The rendering above shows the proportions of a solar roof for the flying bridge (support is not yet shown, but will be required). The efficiency and cost per watt have gotten to the point where this may make sense. In the scheme above there would be eight 250 to 320 watt panels, depending on what we find next week. This is enough to generate a large chunk of our daily power usage at anchor. But is it worth the expense and hit on aesthetics?
Our approach to at anchor power has been working, and even with electric cooking, generator usage has been confined to evenings every second or third day, when the washing and drying were being done. Charging took place while we were powering, from the 150 amp Electrodyne alternators mounted on the engines. The 1600 amp hour battery bank would handle this for between three and five days, depending on the amount of computer time. Our eight kW genset was fine for the air con, and other AC loads, and when occasionally overwhelmed, would be assisted by the inverters adding the needed extra capacity.
But a couple of things have changed in the last year and a half. First, computer time has expanded and we are running a 27″ Imac with three external hard drives plus a second Mac at the same time. So, power consumption is up, now to 400 amps a day (at 24VDC). Second, we are sitting more and powering for shorter periods, which means the batteries are not being recharged as much by the engines. It has been necessary this year to run the generator a three hours every second or third day to keep the batteries feeling good. That in itself is acceptable. What is not is the dependence on this single piece of gear. We have the engines as a back up charging source, but we would not want to make a habit of using them this way.

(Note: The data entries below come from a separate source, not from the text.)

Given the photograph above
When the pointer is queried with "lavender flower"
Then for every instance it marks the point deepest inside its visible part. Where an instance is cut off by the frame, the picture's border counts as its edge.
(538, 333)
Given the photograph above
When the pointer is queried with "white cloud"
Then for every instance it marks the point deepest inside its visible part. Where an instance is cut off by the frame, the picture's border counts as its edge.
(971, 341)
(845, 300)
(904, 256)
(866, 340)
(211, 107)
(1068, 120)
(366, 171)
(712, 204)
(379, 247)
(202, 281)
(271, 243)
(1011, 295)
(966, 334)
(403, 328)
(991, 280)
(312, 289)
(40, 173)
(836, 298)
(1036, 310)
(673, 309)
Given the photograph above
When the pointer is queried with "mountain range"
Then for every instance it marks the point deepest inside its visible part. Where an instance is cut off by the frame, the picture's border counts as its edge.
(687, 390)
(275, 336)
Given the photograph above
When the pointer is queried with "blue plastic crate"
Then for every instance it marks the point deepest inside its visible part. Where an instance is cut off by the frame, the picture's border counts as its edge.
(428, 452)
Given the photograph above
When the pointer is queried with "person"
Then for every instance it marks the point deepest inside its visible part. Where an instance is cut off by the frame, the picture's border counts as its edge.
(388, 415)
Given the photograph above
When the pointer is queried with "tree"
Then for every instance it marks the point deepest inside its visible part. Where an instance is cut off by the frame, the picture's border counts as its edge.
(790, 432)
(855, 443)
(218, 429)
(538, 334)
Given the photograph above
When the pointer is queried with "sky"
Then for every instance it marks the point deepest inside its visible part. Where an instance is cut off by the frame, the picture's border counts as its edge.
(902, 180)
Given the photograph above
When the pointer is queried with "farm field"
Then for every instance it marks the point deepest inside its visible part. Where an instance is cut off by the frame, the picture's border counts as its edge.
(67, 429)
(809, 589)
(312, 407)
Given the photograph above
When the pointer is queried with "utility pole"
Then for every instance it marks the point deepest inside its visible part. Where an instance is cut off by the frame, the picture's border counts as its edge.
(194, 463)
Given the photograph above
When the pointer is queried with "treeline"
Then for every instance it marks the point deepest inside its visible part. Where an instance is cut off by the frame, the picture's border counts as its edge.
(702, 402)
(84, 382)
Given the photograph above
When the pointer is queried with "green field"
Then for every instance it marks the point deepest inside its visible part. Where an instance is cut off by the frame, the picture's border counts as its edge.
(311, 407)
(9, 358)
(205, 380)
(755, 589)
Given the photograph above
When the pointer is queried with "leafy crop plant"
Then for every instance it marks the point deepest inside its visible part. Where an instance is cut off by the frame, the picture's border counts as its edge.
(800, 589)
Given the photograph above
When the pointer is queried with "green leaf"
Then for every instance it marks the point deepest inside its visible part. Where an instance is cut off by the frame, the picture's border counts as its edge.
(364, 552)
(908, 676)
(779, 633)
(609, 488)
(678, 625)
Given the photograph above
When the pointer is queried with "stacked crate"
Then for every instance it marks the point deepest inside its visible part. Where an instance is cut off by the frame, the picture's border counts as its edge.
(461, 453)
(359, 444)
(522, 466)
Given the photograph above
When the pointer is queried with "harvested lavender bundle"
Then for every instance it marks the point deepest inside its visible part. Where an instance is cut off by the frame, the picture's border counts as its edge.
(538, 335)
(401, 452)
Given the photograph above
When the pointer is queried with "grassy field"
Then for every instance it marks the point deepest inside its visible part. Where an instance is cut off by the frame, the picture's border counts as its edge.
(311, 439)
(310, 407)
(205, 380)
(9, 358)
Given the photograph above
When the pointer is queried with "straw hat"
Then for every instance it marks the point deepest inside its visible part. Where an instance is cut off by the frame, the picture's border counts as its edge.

Which brings us to the idea of solar panels. As the efficiency has increased and cost have come down they have become an interesting alternative. The issue is where to find the space required. In our case the roof of the pilot house makes an interesting possibility. The other potential location is an arch across the stern. Since we are working on a new awning and enclosure system for the pilot house, using the solar panels as a roof has merit.
There are three aspects to the decision. One is solar electrical production efficiency, a function of shading at various sun angles. A dense shadow line across a row of cells effectively shorts their output to zero. We are prepared to remove most of the antennae to facilitate output, but the radar and VHF need to remain.
The latest (beta) version of Rhino 3D has a shadow generator available without full rendering, so you can watch the shadows as the sun moves (or in this case the boat). The images above have six solar panels, but we are presently planning eight. This is a 1700 sun, from the stern quarter and directly aft. The radar antenna, all six feet (1.8m) of it, is in the worst position for shadowing. We are going to lose the better part of three panels in this situation.
Rotate the boat a few degrees and things get a lot better. Good friend and solar expert, Bob Williams, who is helping us with this, estimates that we will lose on average about ten to twelve percent of the total day’s output to shadowing. Lets assume 20% for fun. Using an MPPT controller increases output above panel ratings by 20 to 30%. We’ll call this gain and the shadowing loss even. We know we can source 250 watt panels (we are shooting for 320), so eight panels times 250 watts equals 2000 watts per hour. The solar day, i.e. average time of full output varies with latitude, time of year, and atmospherics. For temperate latitudes, we think we can assume 5.5 hours in normal climates. This works out to over 10,000 watt hours a day. To convert this to amp hours divide by your charging voltage, in our case 28, for 340 amp hours (for our 24 volt system) per day. This is between 70 and 90% of our daily consumption!
On the other hand, this is a large area in a potentially windy environment. The weight up high, an easy 250kg / 520 pounds, is way above the center of gravity so a knock on stability. Perhaps a five cell array on an arch aft makes more sense?